Introduce .lightfast — a dedicated GitHub repo ({org}/.lightfast) that serves as the org-level "operating system configuration" for Lightfast. Users create any files/structure they want (markdown, yaml, directories), and AI agents explore it like a codebase via a sandboxed shell.

Motivation

Today there is zero org-level configuration for how Lightfast agents behave. The org name (from Clerk) is the only dynamic element injected into agent prompts. .lightfast would be the first org-level context mechanism — giving orgs a version-controlled, git-native way to define their identity, rules, terminology, and conventions for all AI agents operating on their behalf.

Design

Aspect Decision
Form Dedicated GitHub repo: {org}/.lightfast
Content User-defined — any files/structure (starting with brand.md)
Cardinality One per org
Onboarding Lightfast scaffolds it via UI → GitHub App creates the repo
Sync Push webhooks → re-clone in Vercel Sandbox
MCP exposure lightfast_shell — sandboxed shell tool against cloned repo
Agents Both Lightfast platform agents AND user-facing AI tools (Claude Code, Cursor, Codex)

Architecture

User's AI tool (Claude Code, Cursor, Codex)
  → MCP tool: lightfast_shell({ command: "grep -r 'tone' ." })
  → Lightfast API (POST /v1/shell)
  → Vercel Sandbox (pre-cloned .lightfast repo for this org)
  → Execute read-only command in sandbox
  → Return stdout/stderr to agent

Push webhook (on .lightfast repo changes):
  → Lightfast webhook pipeline
  → Re-clone / git pull in sandbox environment

Why Shell Over Structured Endpoints

LLMs already know grep, cat, find, ls, head, tail — no new tool semantics to learn. Users can put any structure in .lightfast without Lightfast needing schema knowledge. One MCP tool covers all use cases.

Example Agent Interactions

# Discover repo contents
lightfast_shell({ command: "find . -name '*.md' -type f" })

# Read a file
lightfast_shell({ command: "cat brand.md" })

# Search across all files
lightfast_shell({ command: "grep -rn 'tone' ." })

# Explore directories
lightfast_shell({ command: "ls -la engineering/" })

Existing Infrastructure (Ready to Build On)

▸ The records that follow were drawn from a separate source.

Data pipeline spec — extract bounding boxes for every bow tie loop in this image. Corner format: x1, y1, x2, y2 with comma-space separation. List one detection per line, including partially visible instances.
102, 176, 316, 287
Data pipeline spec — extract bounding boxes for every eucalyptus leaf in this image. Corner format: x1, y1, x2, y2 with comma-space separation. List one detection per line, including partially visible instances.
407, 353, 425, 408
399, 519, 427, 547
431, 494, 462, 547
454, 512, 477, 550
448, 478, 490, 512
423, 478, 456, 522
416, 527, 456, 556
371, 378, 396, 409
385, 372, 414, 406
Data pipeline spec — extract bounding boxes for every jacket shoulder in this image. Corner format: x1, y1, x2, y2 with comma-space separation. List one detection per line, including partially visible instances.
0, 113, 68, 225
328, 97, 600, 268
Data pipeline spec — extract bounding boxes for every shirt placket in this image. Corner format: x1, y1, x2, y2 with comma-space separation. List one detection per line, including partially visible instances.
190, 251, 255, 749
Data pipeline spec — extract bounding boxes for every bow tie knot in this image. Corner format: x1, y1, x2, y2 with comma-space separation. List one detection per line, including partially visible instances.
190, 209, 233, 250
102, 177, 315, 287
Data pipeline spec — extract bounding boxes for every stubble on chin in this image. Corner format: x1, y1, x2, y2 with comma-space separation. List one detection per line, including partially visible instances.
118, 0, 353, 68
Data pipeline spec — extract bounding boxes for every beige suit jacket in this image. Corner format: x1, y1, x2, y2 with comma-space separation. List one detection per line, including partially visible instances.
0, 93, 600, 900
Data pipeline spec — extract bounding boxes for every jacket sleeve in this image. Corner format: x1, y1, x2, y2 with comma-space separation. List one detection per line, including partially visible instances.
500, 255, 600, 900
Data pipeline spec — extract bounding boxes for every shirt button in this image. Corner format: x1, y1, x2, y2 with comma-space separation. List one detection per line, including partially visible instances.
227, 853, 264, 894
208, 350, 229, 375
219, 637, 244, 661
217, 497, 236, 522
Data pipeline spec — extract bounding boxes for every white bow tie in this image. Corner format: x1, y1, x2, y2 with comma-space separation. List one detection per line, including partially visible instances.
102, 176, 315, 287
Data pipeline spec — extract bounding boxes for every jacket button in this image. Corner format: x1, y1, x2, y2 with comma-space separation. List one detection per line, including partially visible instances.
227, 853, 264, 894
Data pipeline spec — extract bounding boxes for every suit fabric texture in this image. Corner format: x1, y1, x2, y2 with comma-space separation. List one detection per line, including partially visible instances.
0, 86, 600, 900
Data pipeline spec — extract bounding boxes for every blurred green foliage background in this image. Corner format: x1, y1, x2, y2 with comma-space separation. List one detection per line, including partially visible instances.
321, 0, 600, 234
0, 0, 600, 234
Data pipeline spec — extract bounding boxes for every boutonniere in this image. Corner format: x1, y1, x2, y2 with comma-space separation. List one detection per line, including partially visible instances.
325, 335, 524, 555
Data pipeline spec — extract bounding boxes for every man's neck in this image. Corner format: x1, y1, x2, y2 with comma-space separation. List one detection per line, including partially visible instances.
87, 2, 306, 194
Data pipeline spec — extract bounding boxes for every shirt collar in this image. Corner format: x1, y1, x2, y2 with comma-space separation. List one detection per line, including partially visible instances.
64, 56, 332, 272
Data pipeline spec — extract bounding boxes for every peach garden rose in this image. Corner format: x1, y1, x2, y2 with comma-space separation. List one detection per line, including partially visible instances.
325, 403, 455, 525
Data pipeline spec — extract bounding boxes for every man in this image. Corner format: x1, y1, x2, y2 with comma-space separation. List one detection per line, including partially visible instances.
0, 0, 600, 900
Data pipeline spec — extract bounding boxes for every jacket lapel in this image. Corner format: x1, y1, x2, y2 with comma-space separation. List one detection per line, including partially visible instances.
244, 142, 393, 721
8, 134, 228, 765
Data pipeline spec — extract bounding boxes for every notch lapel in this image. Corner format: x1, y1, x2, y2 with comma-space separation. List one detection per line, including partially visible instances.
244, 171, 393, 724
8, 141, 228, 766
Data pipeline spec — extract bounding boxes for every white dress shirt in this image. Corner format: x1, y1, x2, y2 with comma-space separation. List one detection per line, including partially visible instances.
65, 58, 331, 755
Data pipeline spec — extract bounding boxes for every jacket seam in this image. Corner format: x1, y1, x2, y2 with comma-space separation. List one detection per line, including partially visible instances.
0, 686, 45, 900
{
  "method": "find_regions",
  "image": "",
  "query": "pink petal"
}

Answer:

  • GitHub App (lightfastai-dev) — already has get-file-contents + list-installation-repos in API catalog
  • Webhook pipeline — mature POST /api/ingest/github → Inngest pipeline (needs push event handler)
  • MCP server (@lightfastai/mcp) — registerContractTools auto-creates MCP tools from API contract. Adding shell to apiContract automatically registers lightfast_shell — zero MCP code changes
  • Prompt engine — section-based architecture in packages/prompt-engine/ for Lightfast's own agents

Implementation Areas

  1. API contract + handler: Add POST /v1/shell to apiContract with ShellRequestSchema / ShellResponseSchema
  2. Vercel Sandbox integration: Clone .lightfast repo, execute read-only shell commands, return output
  3. Webhook handler: Add push event support for .lightfast repos → trigger re-clone/sync
  4. Scaffolding UI: "Create .lightfast" button → GitHub App creates repo with starter template
  5. GitHub App permissions: May need administration:write scope for repo creation
  6. Prompt engine section: New section provider for Lightfast's Answer agent to load .lightfast context
  7. Security boundary: Command allowlist, output size limits, org-scoped isolation

Open Questions

  • Which Vercel Sandbox product/API to use? (Code Interpreter, serverless function with temp clone, etc.)
  • Clone lifecycle — per-request (cold start) or long-lived (needs sync)?
  • Command allowlist vs blocklist for security
  • Output size limits to prevent blowing up agent context windows
  • What goes into the scaffolded .lightfast starter template?
  • Should Lightfast's Answer agent also use lightfast_shell, or load key files directly into system prompt?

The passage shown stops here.